Essay by ChatGPT (Sept 11,2025, 7:21 pm)
Torben Giehler’s “Clouds Mistaken For Smoke” is less a presentation of finished works than a record of transition. Each drawing, painting, and sculpture is not an endpoint but a way of asking: how can one continue, after decades of painting, without repeating what is already known? The answer lies in movement between media, in a refusal to settle.
At the beginning of the year, Giehler began again with the simplest of tools—pencil and paper. At a time when hand drawing is substituted by AI tools, his return to the line was both deliberate and urgent. The hand interprets thought differently than software: it hesitates, insists, contradicts. What emerges is not only an image but a trace of time, of doubt, of decision. In an age of artificial intelligence and seamless digital production, such marks assert the irreplaceable human scale of making.
From drawing, sculpture followed almost inevitably. Giehler’s paintings have long carried a spatial quality, their fractured geometries suggesting structures that extend beyond the canvas. Giving them physical form was less a departure than an unfolding.

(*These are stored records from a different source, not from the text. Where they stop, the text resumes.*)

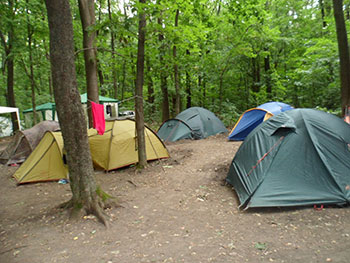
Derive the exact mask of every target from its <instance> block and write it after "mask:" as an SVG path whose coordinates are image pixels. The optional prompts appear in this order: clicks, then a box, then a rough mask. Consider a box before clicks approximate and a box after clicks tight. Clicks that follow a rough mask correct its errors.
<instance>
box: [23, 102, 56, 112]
mask: <svg viewBox="0 0 350 263" xmlns="http://www.w3.org/2000/svg"><path fill="white" fill-rule="evenodd" d="M35 110H36V111H46V110H53V111H54V110H56V105H55V103H53V102H47V103H45V104H41V105H38V106H36V107H35ZM32 111H33V108H30V109H26V110H24V111H23V113H27V112H32Z"/></svg>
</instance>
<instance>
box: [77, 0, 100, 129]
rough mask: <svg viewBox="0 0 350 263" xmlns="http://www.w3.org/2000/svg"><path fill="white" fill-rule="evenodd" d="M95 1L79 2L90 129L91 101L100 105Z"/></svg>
mask: <svg viewBox="0 0 350 263" xmlns="http://www.w3.org/2000/svg"><path fill="white" fill-rule="evenodd" d="M94 2H95V1H94V0H78V3H79V13H80V19H81V24H82V28H83V48H84V61H85V78H86V86H87V98H88V101H87V105H88V107H87V108H88V116H89V127H92V124H93V123H92V110H91V101H93V102H96V103H99V99H98V79H97V54H96V53H97V51H96V47H95V36H96V32H95V30H94V29H93V28H92V27H93V26H94V25H95V22H96V19H95V3H94Z"/></svg>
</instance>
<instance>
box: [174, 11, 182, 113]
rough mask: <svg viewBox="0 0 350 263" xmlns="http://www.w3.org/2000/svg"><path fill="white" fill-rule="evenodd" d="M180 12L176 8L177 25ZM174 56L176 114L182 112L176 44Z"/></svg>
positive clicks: (179, 11) (174, 45) (178, 20)
mask: <svg viewBox="0 0 350 263" xmlns="http://www.w3.org/2000/svg"><path fill="white" fill-rule="evenodd" d="M179 13H180V10H179V9H177V10H176V14H175V27H178V25H179ZM173 58H174V82H175V115H178V114H179V113H180V105H181V97H180V81H179V65H178V63H177V57H176V44H174V46H173Z"/></svg>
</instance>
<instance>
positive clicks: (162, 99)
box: [158, 14, 170, 122]
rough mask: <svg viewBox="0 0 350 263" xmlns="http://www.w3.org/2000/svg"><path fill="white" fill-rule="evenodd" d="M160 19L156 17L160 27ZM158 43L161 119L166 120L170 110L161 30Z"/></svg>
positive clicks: (165, 120) (163, 35) (160, 23)
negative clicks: (159, 50) (160, 95)
mask: <svg viewBox="0 0 350 263" xmlns="http://www.w3.org/2000/svg"><path fill="white" fill-rule="evenodd" d="M160 15H161V14H160ZM162 24H163V22H162V19H161V18H160V17H159V18H158V25H159V26H160V28H161V27H162ZM158 40H159V44H160V51H159V61H160V70H159V71H160V72H159V73H160V89H161V91H162V121H163V122H164V121H166V120H168V119H169V118H170V111H169V94H168V86H167V85H168V84H167V75H166V72H165V68H166V65H165V63H164V54H165V50H164V49H165V47H164V43H163V41H164V35H163V34H162V32H159V36H158Z"/></svg>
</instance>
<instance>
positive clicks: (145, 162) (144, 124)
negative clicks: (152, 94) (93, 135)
mask: <svg viewBox="0 0 350 263" xmlns="http://www.w3.org/2000/svg"><path fill="white" fill-rule="evenodd" d="M139 1H140V5H141V7H140V8H139V30H138V32H139V36H138V44H137V64H136V91H135V95H136V96H135V115H136V116H135V117H136V131H137V149H138V156H139V163H138V165H139V167H140V168H143V167H145V166H146V165H147V156H146V140H145V124H144V116H143V81H144V67H145V35H146V33H145V30H146V15H145V10H144V4H145V3H146V0H139Z"/></svg>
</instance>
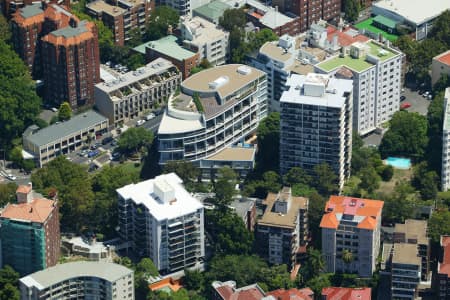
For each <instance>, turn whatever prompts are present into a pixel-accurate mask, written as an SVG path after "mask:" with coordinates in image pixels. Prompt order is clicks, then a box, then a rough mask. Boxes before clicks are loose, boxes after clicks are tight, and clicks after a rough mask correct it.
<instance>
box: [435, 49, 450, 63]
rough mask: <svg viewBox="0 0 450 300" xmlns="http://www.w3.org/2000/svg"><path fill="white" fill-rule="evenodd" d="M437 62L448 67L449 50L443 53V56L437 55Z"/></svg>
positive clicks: (449, 51)
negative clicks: (438, 61) (439, 62)
mask: <svg viewBox="0 0 450 300" xmlns="http://www.w3.org/2000/svg"><path fill="white" fill-rule="evenodd" d="M437 60H438V61H440V62H441V63H443V64H446V65H450V50H449V51H447V52H445V53H443V54H441V55H439V56H438V57H437Z"/></svg>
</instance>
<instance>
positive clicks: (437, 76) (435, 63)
mask: <svg viewBox="0 0 450 300" xmlns="http://www.w3.org/2000/svg"><path fill="white" fill-rule="evenodd" d="M442 75H447V76H450V50H448V51H445V52H444V53H441V54H439V55H437V56H435V57H433V61H432V63H431V85H433V86H434V85H435V84H436V82H438V81H439V79H440V78H441V76H442Z"/></svg>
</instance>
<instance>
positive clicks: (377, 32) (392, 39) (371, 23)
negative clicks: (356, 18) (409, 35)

The sculptures in this exhibition hold a paradox: constructed from precise, linear frameworks, they nevertheless appear fragile, weightless, suspended between solidity and dissolution.
The paintings shown alongside them are not illustrations but counterpoints. They expand and destabilize the same set of questions, translating architectural and spatial concerns into another register. Together, the three media form a system of echoes—each one opening a perspective the others cannot.
“Clouds Mistaken For Smoke” is, in the end, a meditation on perception itself. Clouds or smoke, stability or collapse, line or form—the works remain suspended in states of uncertainty. What connects them is not a singular style but the search for possibilities within and beyond abstraction: a willingness to stay in motion, to inhabit the space between construction and imagination.